Abstract

Reviewed by: Arrigo Velicogna, King’s College London, UK
In the preface to his new book, Jeremy Black sets an extremely ambitious goal, that of charting the interactions between warfare, war and state development across more than five hundred years of European history. The book does this by approaching war and warfare in a broadly chronological way, with chapters focused on specific slices of the almost 570 years it spans. This allows for a coherent and logical progression of the debate. Inside each chapter, the discussion is more thematic, trying to focus on specific themes rather than following a strict chronological order.
The good news is that the book is largely, and brilliantly, successful in this endeavour. As someone who thinks of Johann Tserclaes Count of Tilly before Charles Tilly, I found Black’s book offers a refreshing angle on a debate usually dominated by technological (I refuse the word teleological!) perspectives and European exceptionalism. He reminds the reader several times that while the focus of his work is Europe, Europe did not exist in a vacuum. With reference to Ming, Manchu and Samurai warfare, he shows that other nations and cultures were waging war as effectively as Europeans were for most of the period. Nor does he hold back from challenging well-entrenched assumptions. For example, the discussion of the ‘presumed’ decline into irrelevance of Spain is informative, intriguing and entertaining.
That said, there are several minor problems with this book. The first of them is the writing style. While the work as a whole has a coherent structure, the individual chapters do not – although, to be fair, the reader is warned about this in the preface. The author appears to follow more of a stream of consciousness than a logical argument in jumping back and forth between campaigns, nations, expeditions and battles. Any reader not familiar with the basic events will quickly lose the plot. War in Europe is certainly not a textbook on military history, and readers need to have prior knowledge to understand Black’s reasoning fully. The second problem is that there are no maps. For readers who are not familiar with geography, this is a significant and disappointing omission.

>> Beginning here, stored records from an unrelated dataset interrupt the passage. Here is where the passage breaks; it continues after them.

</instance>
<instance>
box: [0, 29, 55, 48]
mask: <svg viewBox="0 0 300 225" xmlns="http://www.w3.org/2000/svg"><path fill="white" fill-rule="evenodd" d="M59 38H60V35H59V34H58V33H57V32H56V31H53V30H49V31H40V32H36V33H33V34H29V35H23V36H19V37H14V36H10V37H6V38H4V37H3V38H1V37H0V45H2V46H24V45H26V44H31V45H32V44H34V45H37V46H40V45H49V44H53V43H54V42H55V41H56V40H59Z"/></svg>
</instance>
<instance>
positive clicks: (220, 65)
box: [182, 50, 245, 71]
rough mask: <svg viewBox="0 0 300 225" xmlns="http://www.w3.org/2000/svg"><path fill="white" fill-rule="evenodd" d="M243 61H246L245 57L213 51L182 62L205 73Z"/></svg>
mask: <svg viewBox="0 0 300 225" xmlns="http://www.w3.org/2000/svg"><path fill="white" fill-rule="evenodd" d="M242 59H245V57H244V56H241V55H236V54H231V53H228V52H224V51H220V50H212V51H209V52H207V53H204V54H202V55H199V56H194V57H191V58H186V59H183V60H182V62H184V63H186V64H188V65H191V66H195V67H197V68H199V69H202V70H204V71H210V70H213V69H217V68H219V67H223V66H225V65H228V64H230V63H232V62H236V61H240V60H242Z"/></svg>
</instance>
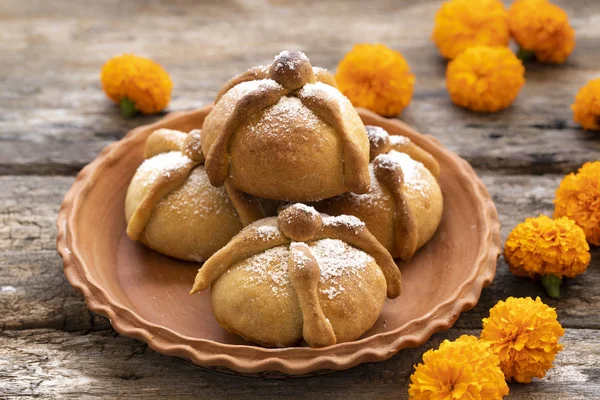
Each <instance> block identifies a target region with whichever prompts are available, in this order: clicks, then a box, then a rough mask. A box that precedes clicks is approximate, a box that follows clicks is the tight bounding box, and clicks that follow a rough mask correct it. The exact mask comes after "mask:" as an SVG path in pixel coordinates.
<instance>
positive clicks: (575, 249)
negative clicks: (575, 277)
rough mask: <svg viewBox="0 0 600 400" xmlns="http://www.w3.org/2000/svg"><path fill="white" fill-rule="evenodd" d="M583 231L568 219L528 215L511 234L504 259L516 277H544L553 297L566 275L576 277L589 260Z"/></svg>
mask: <svg viewBox="0 0 600 400" xmlns="http://www.w3.org/2000/svg"><path fill="white" fill-rule="evenodd" d="M590 258H591V255H590V247H589V246H588V244H587V242H586V241H585V234H584V233H583V230H582V229H581V228H580V227H578V226H577V225H576V224H575V222H574V221H573V220H571V219H569V218H566V217H563V218H559V219H552V218H550V217H548V216H546V215H540V216H539V217H537V218H527V219H526V220H525V222H522V223H520V224H519V225H517V226H516V227H515V228H514V229H513V230H512V232H511V233H510V234H509V235H508V238H507V239H506V243H505V244H504V259H505V260H506V262H507V263H508V265H509V267H510V271H511V272H512V273H513V274H515V275H517V276H527V277H530V278H542V284H543V285H544V287H545V288H546V291H547V292H548V295H549V296H550V297H558V296H559V294H560V293H559V287H560V284H561V280H562V278H563V276H566V277H568V278H574V277H575V276H577V275H579V274H581V273H583V272H585V270H586V269H587V267H588V265H589V263H590Z"/></svg>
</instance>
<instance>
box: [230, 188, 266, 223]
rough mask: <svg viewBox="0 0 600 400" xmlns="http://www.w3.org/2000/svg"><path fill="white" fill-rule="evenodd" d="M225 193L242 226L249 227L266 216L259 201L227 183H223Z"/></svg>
mask: <svg viewBox="0 0 600 400" xmlns="http://www.w3.org/2000/svg"><path fill="white" fill-rule="evenodd" d="M225 191H226V192H227V196H229V200H231V202H232V203H233V207H234V208H235V211H236V212H237V214H238V217H240V221H242V225H243V226H246V225H250V224H251V223H253V222H254V221H258V220H259V219H262V218H264V217H265V216H266V215H265V211H264V209H263V207H262V204H261V202H260V200H259V199H257V198H256V197H254V196H251V195H249V194H248V193H244V192H241V191H239V190H237V189H236V188H234V187H233V186H232V185H231V184H230V183H229V182H225Z"/></svg>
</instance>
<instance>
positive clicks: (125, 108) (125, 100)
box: [119, 98, 137, 118]
mask: <svg viewBox="0 0 600 400" xmlns="http://www.w3.org/2000/svg"><path fill="white" fill-rule="evenodd" d="M119 108H121V115H122V116H123V117H125V118H131V117H133V116H134V115H135V114H136V113H137V110H136V109H135V104H134V103H133V101H131V100H129V99H127V98H124V99H123V100H121V102H120V103H119Z"/></svg>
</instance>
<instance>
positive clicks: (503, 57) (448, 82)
mask: <svg viewBox="0 0 600 400" xmlns="http://www.w3.org/2000/svg"><path fill="white" fill-rule="evenodd" d="M524 83H525V68H524V67H523V63H522V62H521V60H519V59H518V58H517V57H516V56H515V55H514V53H513V52H512V51H510V49H508V48H506V47H486V46H480V47H471V48H469V49H468V50H466V51H464V52H463V53H461V54H460V55H459V56H458V57H456V58H455V59H454V60H452V61H451V62H450V63H449V64H448V69H447V70H446V86H447V88H448V92H449V94H450V98H451V99H452V102H453V103H454V104H456V105H458V106H461V107H465V108H468V109H469V110H472V111H477V112H494V111H499V110H501V109H504V108H506V107H508V106H510V105H511V104H512V102H513V101H514V100H515V99H516V97H517V95H518V94H519V91H520V90H521V87H522V86H523V84H524Z"/></svg>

Finally, there are some factual errors and dubious claims which mar this otherwise excellent book. Some of these are minor, such as claiming that Prussian infantry was not used for pursuit because officers would have lost control (they had hussars and dragoons to pursue the enemy), or that Mussolini was overthrown after the landing in mainland Italy (he was removed during the fight for Sicily), or that Hitler moved the 5th and 6th Panzer Armies from East to West in 1944 (the 5th was already fighting in the West and the 6th was a new creation, which was moved East after the end of the Ardennes offensive). Others are more serious. The description of battles in the Napoleonic period is incorrect. Black’s view of Waterloo seems too reliant on British sources, offhandedly dismisses the entire struggle for Plancenoit, and does not acknowledge the debate on the role of the German troops.
Of course, given the scale and scope of this work, errors like these are unavoidable. It is also noteworthy that most of them relate to the period after the second half of the eighteenth century. They do not, however, detract from the overall value of the book. War in Europe is not a manual or a textbook, but nor does it pretend to be such a work. It is a thought-provoking analysis of five centuries of warfare and of some of our assumptions, namely those of European exceptionalism and the idea of technological determinism. It gives the reader a new perspective on the evolution of both the methods and the reasoning of warfare. For these two elements alone War in Europe is an important addition to every military history collection, and worth reading by any serious student of military history.